The next issue was a little crazier. Some things were failing, and we weren’t sure why. We got an illegal duplicate key from somewhere, but it made no sense. What was worse, it appear to be happening in random places. It took me a while to figure out the root cause of this issue. In RavenDB 2.5, we tracked indexes using the index name. In RavenDB 3.0, we are tracking indexes using numeric ids. However, the conversion process between 2.5 to 3.0 didn’t take that into account, and while it gave the existing indexes ids, it didn’t set the next index id to the correct value.  When we would try to create a new index, it would generate an index id that was already existing, and that failed.  The error could crop up when you run a dynamic query that had to create a new index, so that was kind of funky.

The last error, however, is something that I consider to be purely evil. RavenDB 3.0 added a limitation that an index cannot output more than a set amount of index entries per document. The idea is that we want to stop the fan out problem. An index with high fan out can consume a lot of memory and other resources without control.

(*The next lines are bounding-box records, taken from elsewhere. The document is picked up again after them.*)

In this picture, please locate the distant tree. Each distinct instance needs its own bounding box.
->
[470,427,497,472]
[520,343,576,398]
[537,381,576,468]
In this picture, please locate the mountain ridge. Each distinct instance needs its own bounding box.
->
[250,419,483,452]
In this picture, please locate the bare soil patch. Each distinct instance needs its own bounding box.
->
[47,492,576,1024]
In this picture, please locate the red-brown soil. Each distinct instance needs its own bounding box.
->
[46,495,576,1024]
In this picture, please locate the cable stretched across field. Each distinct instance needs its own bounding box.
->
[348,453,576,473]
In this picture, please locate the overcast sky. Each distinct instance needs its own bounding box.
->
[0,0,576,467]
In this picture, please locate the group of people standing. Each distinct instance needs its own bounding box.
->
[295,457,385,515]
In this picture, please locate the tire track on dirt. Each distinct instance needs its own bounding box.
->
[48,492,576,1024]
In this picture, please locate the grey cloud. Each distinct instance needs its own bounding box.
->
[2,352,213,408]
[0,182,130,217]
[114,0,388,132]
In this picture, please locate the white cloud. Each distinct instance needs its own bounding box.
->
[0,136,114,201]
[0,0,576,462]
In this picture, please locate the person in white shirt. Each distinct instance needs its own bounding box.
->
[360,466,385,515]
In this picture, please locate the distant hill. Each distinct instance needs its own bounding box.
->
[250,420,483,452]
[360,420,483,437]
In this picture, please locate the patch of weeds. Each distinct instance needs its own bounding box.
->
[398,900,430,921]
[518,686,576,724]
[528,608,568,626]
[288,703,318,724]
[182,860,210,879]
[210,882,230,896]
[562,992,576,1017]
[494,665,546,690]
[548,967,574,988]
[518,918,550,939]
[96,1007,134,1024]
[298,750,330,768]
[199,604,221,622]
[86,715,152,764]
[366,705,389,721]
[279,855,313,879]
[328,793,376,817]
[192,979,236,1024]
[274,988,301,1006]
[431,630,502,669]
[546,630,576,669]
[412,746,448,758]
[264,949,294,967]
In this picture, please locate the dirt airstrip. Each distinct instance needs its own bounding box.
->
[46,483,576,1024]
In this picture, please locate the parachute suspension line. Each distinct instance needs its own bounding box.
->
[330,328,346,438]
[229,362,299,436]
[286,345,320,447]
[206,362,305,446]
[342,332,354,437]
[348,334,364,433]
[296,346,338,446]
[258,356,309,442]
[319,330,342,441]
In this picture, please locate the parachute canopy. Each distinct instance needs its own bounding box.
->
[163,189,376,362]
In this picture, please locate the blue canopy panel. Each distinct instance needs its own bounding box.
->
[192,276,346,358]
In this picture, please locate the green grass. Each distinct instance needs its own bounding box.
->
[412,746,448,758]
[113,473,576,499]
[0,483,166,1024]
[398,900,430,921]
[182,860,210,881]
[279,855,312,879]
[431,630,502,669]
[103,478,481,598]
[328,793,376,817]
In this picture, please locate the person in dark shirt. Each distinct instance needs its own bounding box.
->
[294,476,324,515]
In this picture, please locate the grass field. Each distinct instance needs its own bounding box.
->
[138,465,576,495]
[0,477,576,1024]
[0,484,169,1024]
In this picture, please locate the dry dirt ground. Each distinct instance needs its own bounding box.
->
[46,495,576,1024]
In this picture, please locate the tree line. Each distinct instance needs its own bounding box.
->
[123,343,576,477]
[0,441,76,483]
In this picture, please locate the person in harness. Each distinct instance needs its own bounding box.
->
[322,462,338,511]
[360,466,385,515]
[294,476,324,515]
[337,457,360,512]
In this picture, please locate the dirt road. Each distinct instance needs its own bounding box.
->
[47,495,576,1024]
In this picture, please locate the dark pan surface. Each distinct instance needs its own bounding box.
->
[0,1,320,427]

The idea was that we want to explicitly stop that early on. But what about existing indexes? We added a way to increase the limit explicitly, but old indexes obviously wouldn’t have this option. The problem was that this is only triggered on indexing, so you start the application, and everything works. Then indexing starts to fail. Which is fine, but then we have another RavenDB feature that applies, and if an index has too many errors, then it would be marked as failing. Failed indexes throw when queried.

The reason that this is evil is because it actually takes quite a bit of time for this error to surface. So you run your tests, and everything works, and a few hours or days later, everything crashes.

All of those issues has been resolved. I found that the index id issue was actually properly there, but I appear to have removed it during an unrelated fix to the previous problem without noticing. The lazy requests now know that they are already authenticated and the maximum size when loading from an existing system is 32K, which is big enough for pretty much anything you can think of. The behavior when you exceed the max fan out is also more consistent, it will skip this document, and only if you have a lot of them will it actually disable the index.

And yes, pushing things to ayende.com and seeing what breaks is a pretty good testing strategy, egg on face and all.